Candy apples, viewmasters, old flashbulb cameras – Julia Gilmore’s paintings are a gleeful display of affection for the retro, making glamorous the various objects of sentiment that capture her fancy. And the artist is every bit as boisterous as her art.
“People often say I look like my art,” Julia says. “It’s true of most artists if they’re true to their art.”
The Inglewood resident has been painting seriously for over a decade, using a palette knife and oil paint to send colours laughing across the canvas – tools usually employed by abstract painters. Her unique approach, and the vibrancy and energy in her representations, have seen a growing and excited following in both Canada and abroad.
“Everybody has seen everything by now, and I’m here to bring back that deep-rooted feeling that people have when they see these old objects,” she says. “We’re surrounded by stuff that we totally take for granted – this is my attempt to say there’s beauty in all of this, in a garbage can, in a coffee can.”

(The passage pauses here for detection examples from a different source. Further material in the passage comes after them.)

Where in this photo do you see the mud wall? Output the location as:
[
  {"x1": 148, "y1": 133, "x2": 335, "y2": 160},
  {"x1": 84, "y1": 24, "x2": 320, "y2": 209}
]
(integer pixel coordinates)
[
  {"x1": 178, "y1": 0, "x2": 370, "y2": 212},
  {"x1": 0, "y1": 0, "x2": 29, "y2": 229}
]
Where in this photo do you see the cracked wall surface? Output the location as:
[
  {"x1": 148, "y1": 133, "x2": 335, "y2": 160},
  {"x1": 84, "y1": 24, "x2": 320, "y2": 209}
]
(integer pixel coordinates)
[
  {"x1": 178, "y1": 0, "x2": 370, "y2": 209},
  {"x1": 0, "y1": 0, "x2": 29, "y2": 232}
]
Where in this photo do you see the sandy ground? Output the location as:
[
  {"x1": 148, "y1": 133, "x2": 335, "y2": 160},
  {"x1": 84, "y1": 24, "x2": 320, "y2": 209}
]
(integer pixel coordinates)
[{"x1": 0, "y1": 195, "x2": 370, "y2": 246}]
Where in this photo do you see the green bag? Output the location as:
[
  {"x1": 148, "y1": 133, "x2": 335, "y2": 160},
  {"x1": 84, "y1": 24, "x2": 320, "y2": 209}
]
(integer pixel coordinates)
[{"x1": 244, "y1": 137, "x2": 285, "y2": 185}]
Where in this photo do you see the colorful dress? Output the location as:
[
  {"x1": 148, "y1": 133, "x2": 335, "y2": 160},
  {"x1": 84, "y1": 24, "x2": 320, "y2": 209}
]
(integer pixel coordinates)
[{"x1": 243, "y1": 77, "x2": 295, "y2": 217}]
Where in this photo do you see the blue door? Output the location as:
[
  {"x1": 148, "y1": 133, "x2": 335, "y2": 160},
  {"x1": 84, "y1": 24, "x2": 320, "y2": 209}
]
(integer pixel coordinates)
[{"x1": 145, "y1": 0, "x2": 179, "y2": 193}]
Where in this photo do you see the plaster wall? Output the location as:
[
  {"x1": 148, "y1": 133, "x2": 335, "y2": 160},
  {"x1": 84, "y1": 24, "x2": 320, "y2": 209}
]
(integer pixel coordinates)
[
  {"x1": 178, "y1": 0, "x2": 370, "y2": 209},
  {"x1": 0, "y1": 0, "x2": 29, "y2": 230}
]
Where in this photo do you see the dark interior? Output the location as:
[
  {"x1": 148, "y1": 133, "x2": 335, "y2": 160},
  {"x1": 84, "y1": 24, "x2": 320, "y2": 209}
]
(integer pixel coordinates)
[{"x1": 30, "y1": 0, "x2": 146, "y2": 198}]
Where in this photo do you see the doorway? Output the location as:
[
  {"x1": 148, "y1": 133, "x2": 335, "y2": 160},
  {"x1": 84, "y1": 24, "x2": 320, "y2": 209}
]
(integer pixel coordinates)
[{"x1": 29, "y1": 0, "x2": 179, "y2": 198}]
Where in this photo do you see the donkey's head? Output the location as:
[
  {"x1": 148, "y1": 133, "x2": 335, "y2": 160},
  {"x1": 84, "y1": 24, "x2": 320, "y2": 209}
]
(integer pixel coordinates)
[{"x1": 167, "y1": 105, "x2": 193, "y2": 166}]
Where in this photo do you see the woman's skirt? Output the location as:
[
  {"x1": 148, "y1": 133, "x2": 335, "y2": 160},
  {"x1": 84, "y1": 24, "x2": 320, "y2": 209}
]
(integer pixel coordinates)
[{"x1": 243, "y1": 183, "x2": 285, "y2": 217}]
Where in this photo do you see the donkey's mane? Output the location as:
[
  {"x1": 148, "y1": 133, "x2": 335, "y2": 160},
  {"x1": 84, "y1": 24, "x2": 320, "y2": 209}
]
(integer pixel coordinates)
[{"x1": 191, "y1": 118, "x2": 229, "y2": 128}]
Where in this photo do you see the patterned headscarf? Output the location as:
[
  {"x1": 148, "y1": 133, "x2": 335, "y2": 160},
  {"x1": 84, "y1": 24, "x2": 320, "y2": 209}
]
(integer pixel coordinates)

Julia was born in New Hampshire and grew up in Montreal, graduating from Concordia with a degree in fine arts. She spent 15 years in a three-piece underground band during the heyday of New Wave, putting out three or four albums and making it as far as Berlin to represent Canada. She settled down and returned to painting after her son was born, channeling her considerable energies back into a passion she’d had since she was six.
“Most artists suffer greatly for their work, they fear running out of ideas,” she says. “But there’s this absolute exuberance that I feel every day – inside a coffee can, a peony, the bottom of a glass of wine. It almost distracts me from life!
“I’ll never run out of ideas to paint, and I’ll never run out of happiness.”